45. Move biographical details beneath qualifications on your About page. New readers are much more interested in your qualifications for writing on the topic than anything else. Placing less important details first like the number of kids, where you were born, and so on. That’s the clutter in the way of the most important stuff. You can include biographical details but insert them after.

46. Don’t bury your e-mail address among a dozen other means of contact. Most readers will contact you via e-mail. Give prominence to your e-mail address and include other forms of contact after. Try to place your email in your secondary menu, so that everyone can see it.

47. Remove feedburner headlines. If you’re using them as navigation for your own site, replace them with a static recent posts list instead. If you’re using headlines from other sites then consider removing the widget. This is a distraction from your own content.
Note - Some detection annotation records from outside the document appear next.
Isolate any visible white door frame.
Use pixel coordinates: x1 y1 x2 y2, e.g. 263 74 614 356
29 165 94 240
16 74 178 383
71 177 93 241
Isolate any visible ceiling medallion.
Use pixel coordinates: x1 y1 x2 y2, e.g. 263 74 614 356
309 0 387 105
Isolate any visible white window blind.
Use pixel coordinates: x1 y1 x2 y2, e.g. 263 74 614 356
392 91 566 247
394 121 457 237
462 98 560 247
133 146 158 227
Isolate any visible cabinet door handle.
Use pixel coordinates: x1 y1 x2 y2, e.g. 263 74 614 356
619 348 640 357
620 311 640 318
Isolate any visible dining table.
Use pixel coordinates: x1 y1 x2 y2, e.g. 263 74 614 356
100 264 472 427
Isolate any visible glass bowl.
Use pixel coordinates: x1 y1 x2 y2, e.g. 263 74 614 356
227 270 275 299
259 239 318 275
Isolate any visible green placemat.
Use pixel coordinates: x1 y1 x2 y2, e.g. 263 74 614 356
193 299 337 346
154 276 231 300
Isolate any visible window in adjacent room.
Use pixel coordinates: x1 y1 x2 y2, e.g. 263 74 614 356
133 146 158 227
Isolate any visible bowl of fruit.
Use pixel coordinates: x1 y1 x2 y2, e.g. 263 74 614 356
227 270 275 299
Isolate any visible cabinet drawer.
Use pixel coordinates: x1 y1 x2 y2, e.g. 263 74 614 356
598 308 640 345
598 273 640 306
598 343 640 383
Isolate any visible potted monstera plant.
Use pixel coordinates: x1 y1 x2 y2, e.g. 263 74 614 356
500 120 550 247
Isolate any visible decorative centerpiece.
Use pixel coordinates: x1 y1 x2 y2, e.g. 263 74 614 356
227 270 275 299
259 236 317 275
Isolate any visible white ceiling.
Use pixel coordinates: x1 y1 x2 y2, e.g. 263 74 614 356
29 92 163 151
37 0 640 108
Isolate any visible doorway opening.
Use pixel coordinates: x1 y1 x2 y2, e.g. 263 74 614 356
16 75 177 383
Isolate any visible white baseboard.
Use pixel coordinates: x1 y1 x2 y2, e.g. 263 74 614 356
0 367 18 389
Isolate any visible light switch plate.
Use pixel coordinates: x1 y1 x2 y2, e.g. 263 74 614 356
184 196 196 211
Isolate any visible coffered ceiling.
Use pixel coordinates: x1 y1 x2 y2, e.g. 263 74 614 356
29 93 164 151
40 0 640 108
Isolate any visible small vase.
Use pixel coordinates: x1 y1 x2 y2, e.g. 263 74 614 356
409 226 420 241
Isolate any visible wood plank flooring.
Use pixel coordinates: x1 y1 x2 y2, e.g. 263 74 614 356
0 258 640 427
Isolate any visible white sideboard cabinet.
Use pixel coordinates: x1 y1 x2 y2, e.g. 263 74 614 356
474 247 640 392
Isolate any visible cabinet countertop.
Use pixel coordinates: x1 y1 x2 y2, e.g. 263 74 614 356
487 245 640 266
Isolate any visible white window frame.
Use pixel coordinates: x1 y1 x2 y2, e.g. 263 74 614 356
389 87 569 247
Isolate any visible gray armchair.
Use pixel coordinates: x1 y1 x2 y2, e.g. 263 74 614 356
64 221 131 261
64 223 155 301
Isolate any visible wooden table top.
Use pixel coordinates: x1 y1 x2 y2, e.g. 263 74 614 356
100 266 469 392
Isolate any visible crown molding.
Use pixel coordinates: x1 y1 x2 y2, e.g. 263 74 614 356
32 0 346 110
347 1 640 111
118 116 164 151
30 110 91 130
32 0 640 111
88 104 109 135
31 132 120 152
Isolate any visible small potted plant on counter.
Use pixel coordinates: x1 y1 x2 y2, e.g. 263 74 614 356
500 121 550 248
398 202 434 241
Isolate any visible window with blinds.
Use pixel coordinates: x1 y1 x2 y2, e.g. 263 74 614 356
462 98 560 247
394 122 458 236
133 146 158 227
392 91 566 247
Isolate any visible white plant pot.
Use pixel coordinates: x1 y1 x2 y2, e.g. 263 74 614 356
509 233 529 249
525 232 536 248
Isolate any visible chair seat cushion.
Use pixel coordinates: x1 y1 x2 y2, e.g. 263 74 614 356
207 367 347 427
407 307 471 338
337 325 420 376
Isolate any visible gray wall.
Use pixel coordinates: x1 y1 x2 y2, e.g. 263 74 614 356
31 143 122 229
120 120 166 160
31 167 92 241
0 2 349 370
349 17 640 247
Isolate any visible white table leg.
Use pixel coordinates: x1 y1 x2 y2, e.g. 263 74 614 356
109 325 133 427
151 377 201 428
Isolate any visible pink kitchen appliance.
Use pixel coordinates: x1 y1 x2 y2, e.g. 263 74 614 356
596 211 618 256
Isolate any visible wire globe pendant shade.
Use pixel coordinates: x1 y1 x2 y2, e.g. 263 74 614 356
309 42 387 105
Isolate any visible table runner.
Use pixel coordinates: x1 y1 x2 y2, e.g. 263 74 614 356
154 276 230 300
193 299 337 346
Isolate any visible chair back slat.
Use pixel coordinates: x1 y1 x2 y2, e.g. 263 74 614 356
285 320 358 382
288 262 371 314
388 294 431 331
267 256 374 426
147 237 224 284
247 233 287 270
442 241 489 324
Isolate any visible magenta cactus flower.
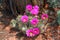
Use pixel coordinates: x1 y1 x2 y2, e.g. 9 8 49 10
26 29 35 37
33 27 40 35
41 14 48 20
33 5 39 10
30 9 39 15
21 15 28 23
26 4 32 11
30 18 39 26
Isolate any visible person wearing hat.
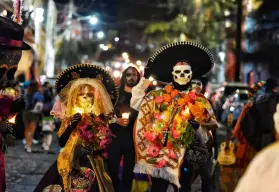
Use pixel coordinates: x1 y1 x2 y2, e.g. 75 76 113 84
35 64 119 192
0 13 30 192
131 42 217 192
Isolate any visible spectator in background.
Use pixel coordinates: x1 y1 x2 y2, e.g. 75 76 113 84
42 81 55 152
235 104 279 192
23 82 44 153
191 77 214 192
108 67 140 192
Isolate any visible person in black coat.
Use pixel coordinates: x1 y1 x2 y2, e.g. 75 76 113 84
108 67 140 192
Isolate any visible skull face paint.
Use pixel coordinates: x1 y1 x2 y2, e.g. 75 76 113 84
191 79 203 93
125 68 139 87
172 62 192 85
76 85 94 111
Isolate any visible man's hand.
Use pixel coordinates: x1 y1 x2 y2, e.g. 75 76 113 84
11 97 26 113
71 113 81 128
116 118 130 127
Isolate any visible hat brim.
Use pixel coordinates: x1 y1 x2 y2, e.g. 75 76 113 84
0 41 31 50
144 42 214 82
55 64 119 105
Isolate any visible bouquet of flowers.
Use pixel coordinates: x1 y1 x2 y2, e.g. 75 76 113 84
144 85 211 167
78 114 113 151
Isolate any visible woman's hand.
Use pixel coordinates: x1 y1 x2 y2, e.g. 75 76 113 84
116 118 130 127
188 119 200 130
11 97 26 113
71 113 82 128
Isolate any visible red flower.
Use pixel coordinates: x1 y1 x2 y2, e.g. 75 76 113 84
171 89 179 98
168 149 177 159
144 131 156 142
156 159 167 168
172 130 180 139
155 96 164 103
147 145 160 157
167 141 173 149
189 91 198 101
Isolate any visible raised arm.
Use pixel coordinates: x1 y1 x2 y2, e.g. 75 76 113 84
130 77 150 111
59 113 81 147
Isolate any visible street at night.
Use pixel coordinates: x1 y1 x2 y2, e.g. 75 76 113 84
0 0 279 192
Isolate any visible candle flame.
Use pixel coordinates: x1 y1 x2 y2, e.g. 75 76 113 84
122 113 130 119
74 107 84 114
8 115 16 124
148 76 155 81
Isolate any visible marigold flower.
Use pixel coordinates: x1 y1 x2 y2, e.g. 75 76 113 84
184 94 191 103
155 96 164 103
172 130 180 139
177 98 185 106
171 89 179 98
147 131 156 142
165 85 173 93
163 93 171 103
168 149 177 159
156 159 167 168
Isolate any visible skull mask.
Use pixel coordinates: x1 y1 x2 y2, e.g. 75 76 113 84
172 62 192 85
76 85 95 111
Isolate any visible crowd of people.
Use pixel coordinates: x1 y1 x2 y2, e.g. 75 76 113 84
0 5 279 192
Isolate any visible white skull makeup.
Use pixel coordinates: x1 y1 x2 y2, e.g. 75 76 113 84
191 79 203 93
76 86 94 110
172 62 192 85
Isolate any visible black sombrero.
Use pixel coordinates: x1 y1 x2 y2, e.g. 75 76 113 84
0 16 31 50
55 64 119 105
144 42 214 82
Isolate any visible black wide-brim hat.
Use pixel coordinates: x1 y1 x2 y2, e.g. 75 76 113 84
55 64 119 105
144 42 214 82
0 16 31 50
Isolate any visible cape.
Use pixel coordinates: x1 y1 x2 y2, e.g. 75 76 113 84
134 85 215 188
48. Replace contact forms with your e-mail address as an image. Contact forms prevent readers from sending you attachments and decrease the sense that a real person is being contacted. Presenting your e-mail address as an image simplifies your contact page and keeps the spam bots at bay.

Pro Tips: if you are using squarespace for your website then you should know how to change fonts in square space for a detailed decluttering and neatness in your blog.

Declutter Your Footer

Declutter Your Footer

49. Put footer ribbon content in your sidebar. Most readers won’t scroll right to the bottom of your main page, so putting important information just above your page footer really isn’t a good idea. Things like categories, a picture, a brief bio, and popular posts should be brought up in the sidebar.

50. Remove links to the version of WordPress you’re using. This information is unlikely to be interesting to very many people. WordPress code is shown at the bottom middle of your website. You can customize your WordPress and remove the WordPress text from the bottom and place it with your website name.


Conclusion

The 50 Tips in this article will help you declutter your sidebar, your footer, your pages, and even your website as a whole. And It will enhance the simplicity and usability of your content while making a centered blog design.

People Also Ask

What is a cluttered website?

A cluttered website refers to a website that is visually overwhelming, with too much information and design elements crammed onto a single page.